Barefoot and sweaty and looking like the happy-go-lucky brother of Jack Black, guitarist Gian Carlo Feleppa tossed out frantic riffs on songs like "Silent Sex," which snappily praises interplanetary coitus. His shining moment came during "Demon Powers of Hell." Summoning up evil-preacher Jimmy Swaggart, Gian shook his cape and handheld light at bikini-clad waifs who giggled nervously. Cape Cod in hand, I cackled at them. Center stage, Tim Feleppa (Gian Carlo's half-brother) sang a different and more lovelorn tune in a Stephin Merritt-esque voice that makes me laugh and mope at the same time. His self-deprecatory pout reminds me of Imperial Bedroom-era Elvis Costello, pop enough to make anyone start twitching.

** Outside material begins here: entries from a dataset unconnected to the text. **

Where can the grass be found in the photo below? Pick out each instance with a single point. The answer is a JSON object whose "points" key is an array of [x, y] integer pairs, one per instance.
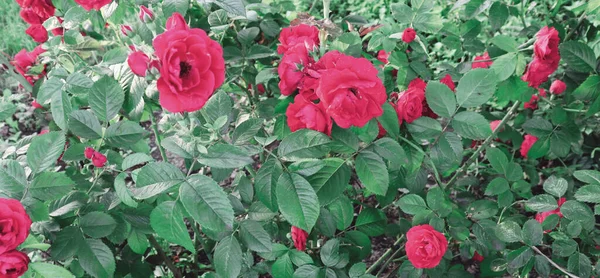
{"points": [[12, 33]]}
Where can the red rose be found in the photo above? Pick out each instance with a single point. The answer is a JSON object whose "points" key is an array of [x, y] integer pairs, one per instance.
{"points": [[532, 103], [447, 80], [14, 224], [495, 124], [541, 216], [93, 4], [477, 257], [126, 30], [13, 264], [299, 237], [192, 66], [98, 159], [558, 87], [383, 56], [303, 34], [145, 14], [425, 246], [410, 105], [408, 35], [291, 69], [351, 91], [306, 114], [485, 57], [527, 144], [138, 63], [38, 33], [89, 152]]}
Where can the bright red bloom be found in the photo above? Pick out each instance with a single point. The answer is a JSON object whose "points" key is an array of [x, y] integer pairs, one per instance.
{"points": [[98, 159], [138, 62], [192, 66], [425, 247], [558, 87], [447, 80], [303, 34], [306, 114], [299, 237], [93, 4], [13, 264], [145, 14], [89, 152], [14, 224], [292, 69], [527, 144], [483, 57], [532, 103], [477, 257], [351, 91], [38, 33], [541, 216], [409, 35], [126, 30]]}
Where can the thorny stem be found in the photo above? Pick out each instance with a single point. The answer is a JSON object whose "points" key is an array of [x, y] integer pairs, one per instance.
{"points": [[384, 256], [553, 263], [485, 143], [163, 255]]}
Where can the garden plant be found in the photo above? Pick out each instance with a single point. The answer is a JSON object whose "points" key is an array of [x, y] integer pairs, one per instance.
{"points": [[277, 138]]}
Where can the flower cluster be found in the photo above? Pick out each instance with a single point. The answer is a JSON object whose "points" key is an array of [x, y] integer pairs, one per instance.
{"points": [[14, 229]]}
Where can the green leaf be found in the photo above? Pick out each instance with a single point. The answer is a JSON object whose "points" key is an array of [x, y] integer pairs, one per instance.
{"points": [[255, 237], [167, 221], [45, 150], [538, 127], [412, 204], [227, 257], [297, 201], [556, 186], [330, 181], [471, 125], [85, 124], [52, 86], [532, 233], [425, 128], [588, 176], [96, 258], [61, 109], [497, 186], [124, 133], [542, 202], [97, 224], [156, 178], [106, 98], [504, 66], [235, 7], [173, 6], [372, 172], [440, 99], [476, 87], [589, 193], [304, 143], [389, 120], [265, 183], [371, 221], [207, 203], [51, 186], [46, 270], [578, 56]]}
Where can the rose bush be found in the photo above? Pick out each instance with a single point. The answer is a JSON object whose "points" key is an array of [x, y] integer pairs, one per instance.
{"points": [[236, 138]]}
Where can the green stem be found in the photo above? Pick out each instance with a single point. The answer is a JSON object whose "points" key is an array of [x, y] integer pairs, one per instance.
{"points": [[485, 143]]}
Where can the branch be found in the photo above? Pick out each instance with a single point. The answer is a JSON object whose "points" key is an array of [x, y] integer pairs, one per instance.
{"points": [[162, 254], [553, 263]]}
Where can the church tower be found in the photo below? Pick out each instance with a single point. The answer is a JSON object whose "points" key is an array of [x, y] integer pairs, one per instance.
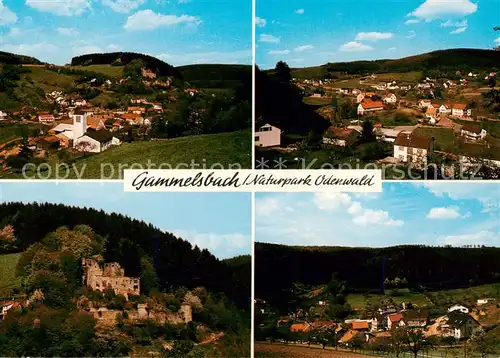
{"points": [[79, 125]]}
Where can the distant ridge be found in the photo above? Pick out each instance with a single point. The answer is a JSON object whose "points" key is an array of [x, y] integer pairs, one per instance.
{"points": [[122, 59], [462, 58], [15, 59]]}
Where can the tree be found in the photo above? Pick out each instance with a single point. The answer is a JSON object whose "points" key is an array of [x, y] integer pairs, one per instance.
{"points": [[415, 340], [85, 147], [134, 69], [367, 134], [283, 72], [484, 345]]}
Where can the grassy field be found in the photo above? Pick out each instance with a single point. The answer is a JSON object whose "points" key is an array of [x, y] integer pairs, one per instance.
{"points": [[108, 70], [8, 280], [445, 139], [265, 350], [48, 80], [316, 101], [205, 151]]}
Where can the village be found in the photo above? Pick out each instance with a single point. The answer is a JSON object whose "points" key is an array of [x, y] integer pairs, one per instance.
{"points": [[381, 328], [412, 120], [77, 126]]}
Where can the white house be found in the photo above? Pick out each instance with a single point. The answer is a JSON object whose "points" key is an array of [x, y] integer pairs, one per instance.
{"points": [[482, 301], [424, 103], [458, 308], [88, 140], [369, 106], [268, 136], [390, 98], [445, 109], [473, 132], [412, 148], [460, 110]]}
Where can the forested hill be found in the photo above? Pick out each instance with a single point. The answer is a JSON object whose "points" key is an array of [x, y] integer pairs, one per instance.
{"points": [[123, 58], [128, 240], [432, 268], [14, 59], [443, 60]]}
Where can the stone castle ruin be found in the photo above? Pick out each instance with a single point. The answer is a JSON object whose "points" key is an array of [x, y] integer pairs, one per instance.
{"points": [[111, 276]]}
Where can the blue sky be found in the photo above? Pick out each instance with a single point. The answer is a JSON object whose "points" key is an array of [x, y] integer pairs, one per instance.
{"points": [[404, 213], [309, 33], [220, 222], [176, 31]]}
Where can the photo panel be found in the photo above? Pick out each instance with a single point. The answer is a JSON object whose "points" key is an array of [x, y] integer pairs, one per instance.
{"points": [[87, 270], [412, 91], [409, 272], [91, 88]]}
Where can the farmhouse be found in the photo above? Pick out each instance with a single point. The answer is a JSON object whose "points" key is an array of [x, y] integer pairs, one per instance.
{"points": [[88, 139], [112, 276], [342, 137], [268, 136], [395, 320], [424, 103], [445, 109], [390, 98], [458, 308], [46, 118], [416, 318], [369, 106], [460, 110], [413, 148], [473, 132]]}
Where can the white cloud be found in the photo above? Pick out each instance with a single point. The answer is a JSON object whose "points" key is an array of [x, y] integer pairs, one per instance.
{"points": [[149, 20], [438, 9], [373, 36], [304, 48], [67, 31], [444, 213], [459, 30], [260, 22], [411, 34], [412, 21], [61, 8], [123, 6], [450, 23], [221, 245], [337, 202], [376, 217], [189, 58], [84, 50], [113, 47], [35, 50], [6, 15], [15, 31], [269, 38], [279, 52], [484, 237], [354, 46]]}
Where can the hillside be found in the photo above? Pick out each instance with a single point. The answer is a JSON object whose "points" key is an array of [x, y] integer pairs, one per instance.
{"points": [[128, 241], [122, 59], [203, 150], [453, 59], [14, 59], [279, 267]]}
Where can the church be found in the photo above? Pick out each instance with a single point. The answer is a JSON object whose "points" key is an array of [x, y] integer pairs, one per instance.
{"points": [[83, 137]]}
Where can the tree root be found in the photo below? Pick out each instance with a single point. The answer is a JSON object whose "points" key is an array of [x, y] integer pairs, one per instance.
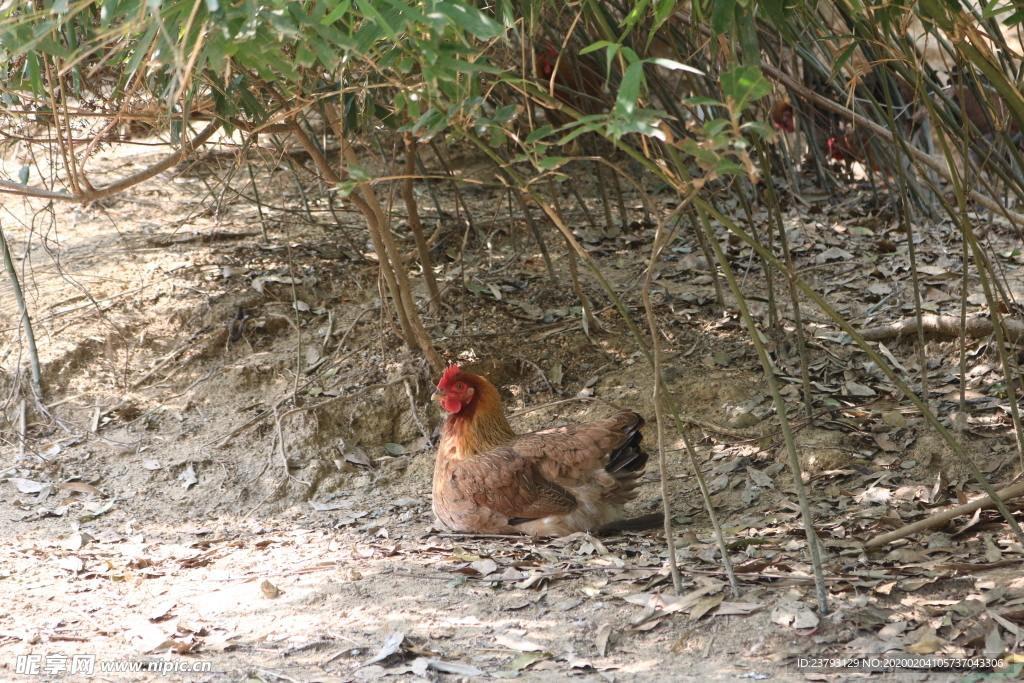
{"points": [[941, 518], [946, 326]]}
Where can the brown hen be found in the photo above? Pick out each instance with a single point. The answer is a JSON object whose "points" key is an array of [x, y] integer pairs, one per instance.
{"points": [[487, 479]]}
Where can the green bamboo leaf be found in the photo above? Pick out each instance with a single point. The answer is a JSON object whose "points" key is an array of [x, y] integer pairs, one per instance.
{"points": [[743, 85], [721, 15], [337, 12], [371, 13], [470, 18], [843, 56], [675, 66], [141, 49], [635, 15], [551, 163], [629, 90]]}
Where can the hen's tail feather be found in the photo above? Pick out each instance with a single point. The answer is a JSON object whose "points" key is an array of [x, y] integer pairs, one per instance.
{"points": [[629, 457], [636, 524]]}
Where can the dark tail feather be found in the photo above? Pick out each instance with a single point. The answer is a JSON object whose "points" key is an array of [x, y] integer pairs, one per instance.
{"points": [[636, 524], [629, 457]]}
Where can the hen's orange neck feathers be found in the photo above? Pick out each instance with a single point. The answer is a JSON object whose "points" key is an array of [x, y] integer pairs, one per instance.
{"points": [[480, 425]]}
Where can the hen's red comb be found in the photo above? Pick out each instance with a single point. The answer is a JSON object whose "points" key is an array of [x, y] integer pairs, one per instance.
{"points": [[449, 376]]}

"Think of Me," the band's most melodic and bouncy ode to failed love, got the seafaring crowd sloshing along to I-hate-me refrains like "sorry I told you/that I love you." Drummer Tom went apeshit like Keith Moon. Halfway into the set, he stepped out from behind the kit to sing on the twangy ditty "Snail": "The world feels softer than eels, but we all know it's a prickly cactus/A rock band is good, as well it should, 'cause all we ever do is practice." In New York, home of studied disinterest, audiences feel the music, but fear the move. Mink Lungs will soon change that.